Some press for the EPI high skill visa report

Washington Post
Science Careers
Slate (Matt Yglesias)

Been in contact with a couple other reporters, so more should be on the way. So far I like this coverage a lot - it is overwhelmingly focusing on the shortage issue and not visa volume issue. As I noted in the last post, there are really two policy conclusions that can be legitimately derived from this research: (1.) limit high skill guestworker visas, and (2.) don't limit guestworker visas, just stop giving high skill workers an advantage. EPI itself would probably be happy to see (1.) talked about more, but I'm personally glad they largely focus on the shortage issue.

Which brings me to Yglesias's discussion of the report (which I'm very appreciative of!). He writes:
"One of my more heterodox political views is that advocacy groups do themselves a disservice by adopting BS rhetoric that simply sounds good, because they leave themselves excessively vulnerable to attack. A great illustration comes today from an Economic Policy Institute study from Hal Salzman, Daniel Kuehn, and Lindsay Lowell that shows pretty persuasively that there's no real "shortage" of STEM workers in the American economy...

At the same time, if you'd just framed the case for skilled immigrants correctly in the first place I don't think this study does really any damage to it. An influx of STEM migrants is good for the migrants themselves. It's good for the fiscal posture of the United States and for the tax base of the localities in which the STEM workers reside. And it's good for people with complementary skills or occupations, whether that's journalists or dentists or barbers or waitresses or cab drivers or what have you. Whether or not STEM migrants impose some kind of pecuniary externality on native born American STEM workers, it's a good deal all things considered."
My question to Matt Yglesias would be, why would you think that an influx of STEM workers is better than an influx of any other type of worker? What is it about STEM workers that we need to give them a special visa to come here, making it easier than it is for other people with other skill sets? One reason we might want to do this is if there were a shortage, but there's not a shortage. So what reason is left?

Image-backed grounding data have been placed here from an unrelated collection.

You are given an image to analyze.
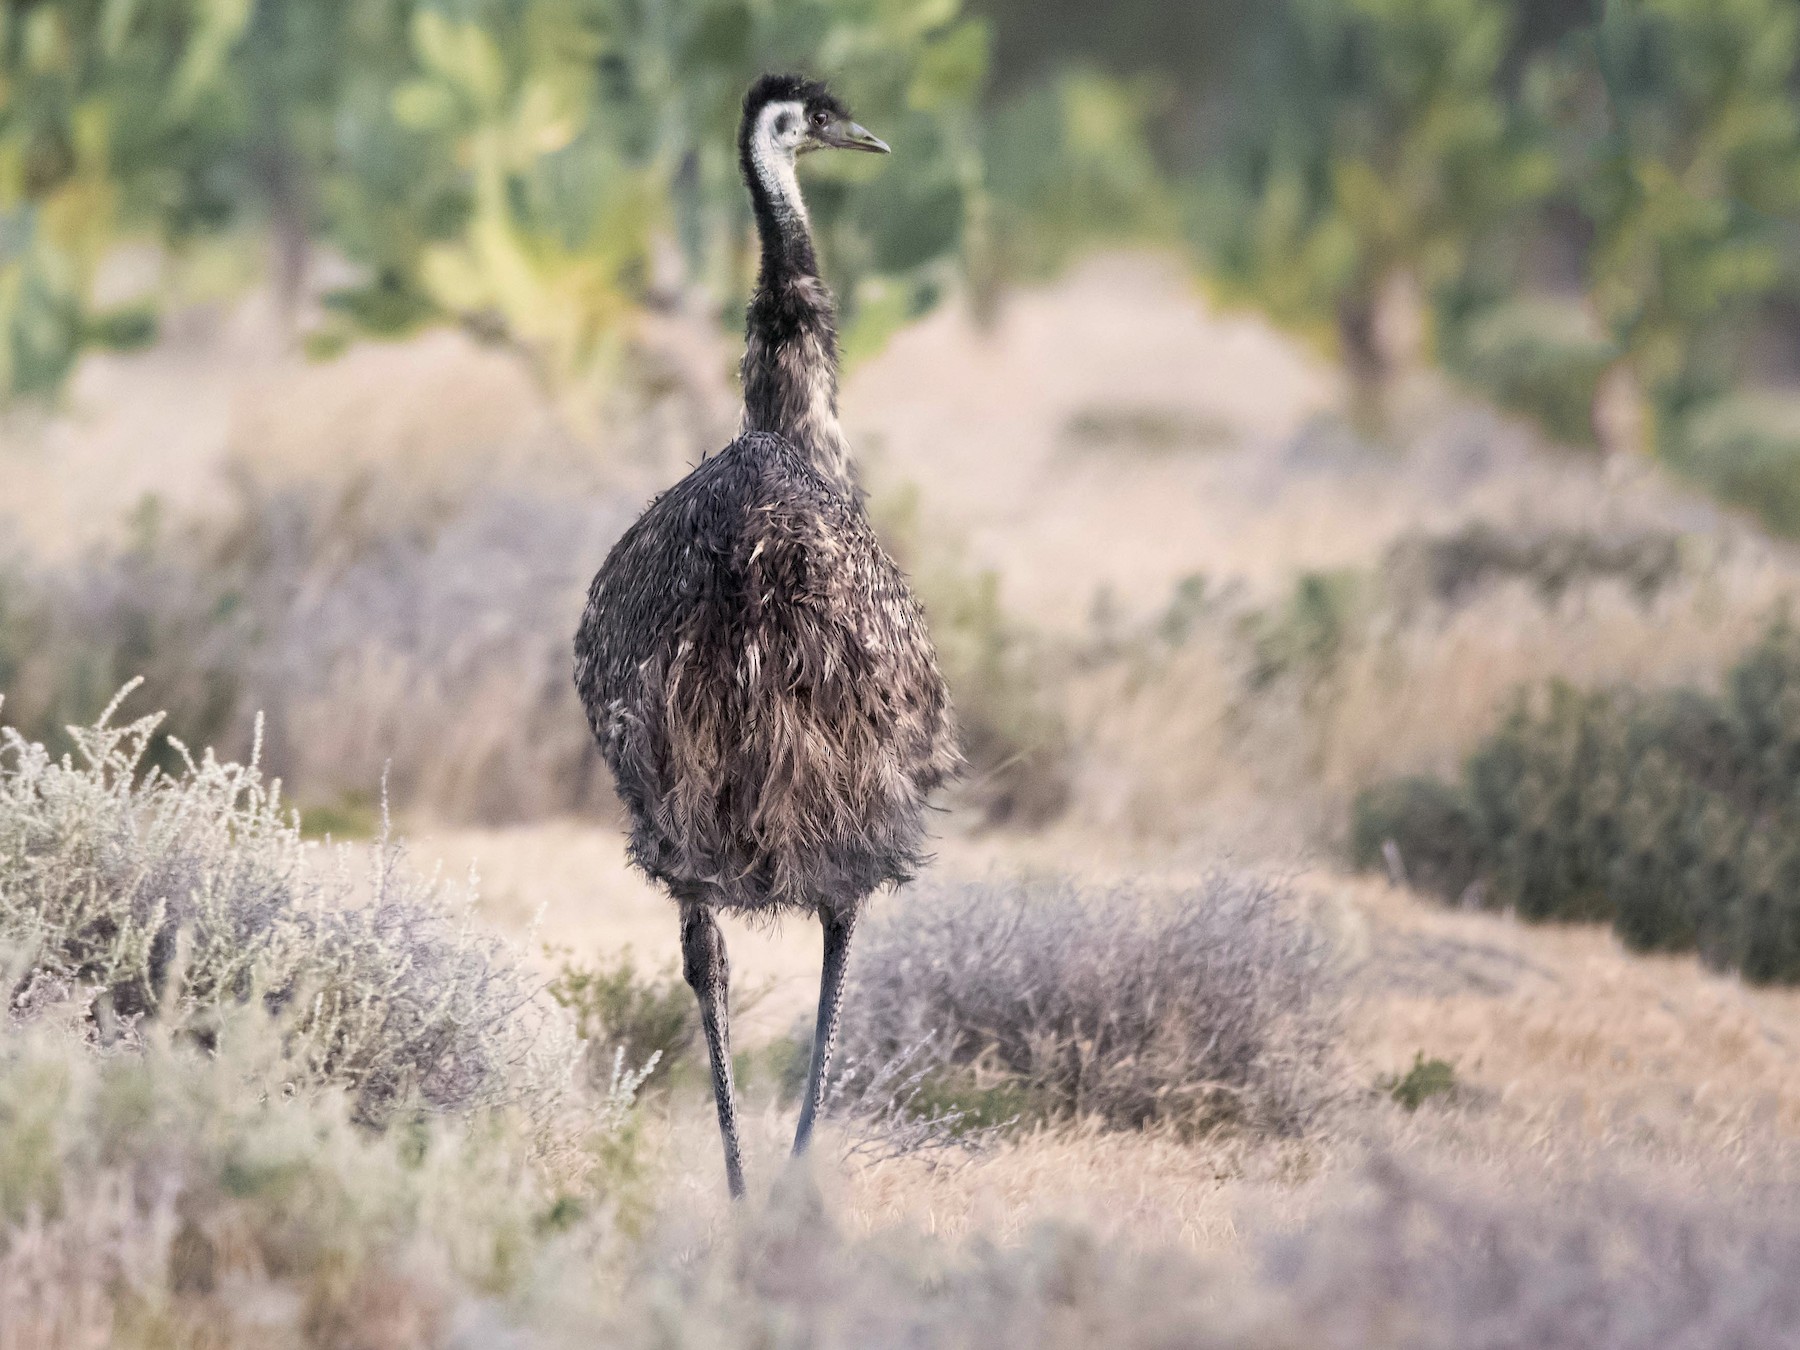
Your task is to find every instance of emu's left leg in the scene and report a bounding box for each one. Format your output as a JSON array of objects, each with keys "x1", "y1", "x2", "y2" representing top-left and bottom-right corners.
[{"x1": 792, "y1": 907, "x2": 858, "y2": 1155}]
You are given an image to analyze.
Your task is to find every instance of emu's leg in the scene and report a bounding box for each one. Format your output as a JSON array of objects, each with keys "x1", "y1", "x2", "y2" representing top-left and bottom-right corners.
[
  {"x1": 681, "y1": 904, "x2": 745, "y2": 1199},
  {"x1": 793, "y1": 907, "x2": 858, "y2": 1156}
]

By talking about "pecuniary externality on native born American STEM workers" he misses the point and abuses the term "externality" to boot (market competition is not an externality - I don't experience a negative externality because the rest of you bid up the price of gasoline that I have to pay). He misses the point because the problem isn't whether native STEM workers bear a cost or not - the problem is if there is a distortion in the native labor market that maybe a guided immigration policy could correct.

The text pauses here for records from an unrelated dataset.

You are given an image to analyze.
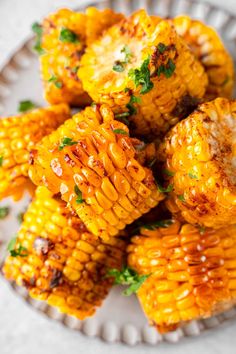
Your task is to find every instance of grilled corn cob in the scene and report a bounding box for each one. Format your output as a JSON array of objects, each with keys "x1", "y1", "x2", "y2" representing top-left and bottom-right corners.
[
  {"x1": 78, "y1": 10, "x2": 208, "y2": 139},
  {"x1": 0, "y1": 104, "x2": 70, "y2": 201},
  {"x1": 158, "y1": 97, "x2": 236, "y2": 229},
  {"x1": 29, "y1": 104, "x2": 164, "y2": 240},
  {"x1": 39, "y1": 8, "x2": 123, "y2": 106},
  {"x1": 173, "y1": 15, "x2": 234, "y2": 99},
  {"x1": 127, "y1": 219, "x2": 236, "y2": 333},
  {"x1": 3, "y1": 186, "x2": 126, "y2": 319}
]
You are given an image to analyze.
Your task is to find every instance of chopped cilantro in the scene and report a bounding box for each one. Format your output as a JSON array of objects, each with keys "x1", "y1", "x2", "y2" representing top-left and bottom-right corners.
[
  {"x1": 157, "y1": 58, "x2": 175, "y2": 78},
  {"x1": 178, "y1": 194, "x2": 185, "y2": 202},
  {"x1": 121, "y1": 45, "x2": 132, "y2": 63},
  {"x1": 17, "y1": 212, "x2": 24, "y2": 224},
  {"x1": 48, "y1": 75, "x2": 62, "y2": 89},
  {"x1": 128, "y1": 56, "x2": 154, "y2": 94},
  {"x1": 156, "y1": 181, "x2": 174, "y2": 193},
  {"x1": 113, "y1": 46, "x2": 133, "y2": 73},
  {"x1": 74, "y1": 185, "x2": 84, "y2": 204},
  {"x1": 114, "y1": 112, "x2": 130, "y2": 125},
  {"x1": 157, "y1": 42, "x2": 167, "y2": 54},
  {"x1": 147, "y1": 157, "x2": 156, "y2": 168},
  {"x1": 199, "y1": 226, "x2": 206, "y2": 235},
  {"x1": 18, "y1": 100, "x2": 37, "y2": 113},
  {"x1": 139, "y1": 219, "x2": 173, "y2": 231},
  {"x1": 163, "y1": 169, "x2": 175, "y2": 177},
  {"x1": 0, "y1": 206, "x2": 10, "y2": 219},
  {"x1": 71, "y1": 66, "x2": 79, "y2": 74},
  {"x1": 59, "y1": 27, "x2": 80, "y2": 43},
  {"x1": 32, "y1": 22, "x2": 45, "y2": 55},
  {"x1": 113, "y1": 129, "x2": 129, "y2": 136},
  {"x1": 126, "y1": 94, "x2": 141, "y2": 115},
  {"x1": 113, "y1": 62, "x2": 125, "y2": 72},
  {"x1": 0, "y1": 156, "x2": 3, "y2": 167},
  {"x1": 59, "y1": 137, "x2": 77, "y2": 151},
  {"x1": 107, "y1": 266, "x2": 150, "y2": 296},
  {"x1": 7, "y1": 237, "x2": 28, "y2": 257}
]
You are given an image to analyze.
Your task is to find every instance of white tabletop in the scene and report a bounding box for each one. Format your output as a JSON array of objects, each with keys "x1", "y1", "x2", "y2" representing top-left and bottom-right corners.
[{"x1": 0, "y1": 0, "x2": 236, "y2": 353}]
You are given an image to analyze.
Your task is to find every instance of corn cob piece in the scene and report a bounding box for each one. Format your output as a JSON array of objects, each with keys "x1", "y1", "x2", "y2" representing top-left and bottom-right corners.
[
  {"x1": 39, "y1": 8, "x2": 124, "y2": 106},
  {"x1": 29, "y1": 104, "x2": 164, "y2": 240},
  {"x1": 78, "y1": 10, "x2": 208, "y2": 139},
  {"x1": 3, "y1": 186, "x2": 126, "y2": 319},
  {"x1": 127, "y1": 219, "x2": 236, "y2": 333},
  {"x1": 173, "y1": 15, "x2": 234, "y2": 99},
  {"x1": 158, "y1": 97, "x2": 236, "y2": 229},
  {"x1": 0, "y1": 104, "x2": 70, "y2": 201}
]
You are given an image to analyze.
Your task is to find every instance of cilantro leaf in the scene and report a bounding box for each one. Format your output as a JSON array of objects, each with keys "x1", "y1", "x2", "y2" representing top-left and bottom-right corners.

If not, then why emphasize STEM workers at all?


  1. Okay, you're expressing the same puzzlement that I feel -- what's with the wierd emphasis on STEM employment? The best answer I've been able to come up with is that the US has a science and engineering fetish -- we really want to think of ourselves as being world leaders in science, in computers, in space, in managing our environment, etc. But we're being outstripped in construction and transportation and some fields of manufacturing by foreigners, and we really don't want to actually (bleech!) spend real corporate and federal money on new high speed railroads and nuclear power plants and manned rockets to the moon and all that jazz. So we keep talking up the need for STEM workers instead to convince ourselves of just how wonderfully high tech and super-scientific we've become. It's psychology, not economics -- and it strikes me as evidence of decline.

    My 2 cents.

    1. I largely agree - it's a fetishism. But it's also very popular to promote education in this country. We really have two options if we like to be on the cutting edge of science (and I want to!). We can go out and buy more science - the demand side, or we can boost our capacity to do science by getting more or better educated STEM workers - the supply side. It tends to be a lot easier to advocate a supply side argument, so that's what politicians go for. Meanwhile we're not putting down the money for the things you list.

      If we did put down the money for it, wages would be bid up and students would be attracted to the field. It's not clear how it works in the reverse. Making more astrophysics and aerospace engineering graduates doesn't give us a mission to Mars unless someone (Elon Musk or NASA or someone else) decides they want to pony up and pay for a mission to Mars.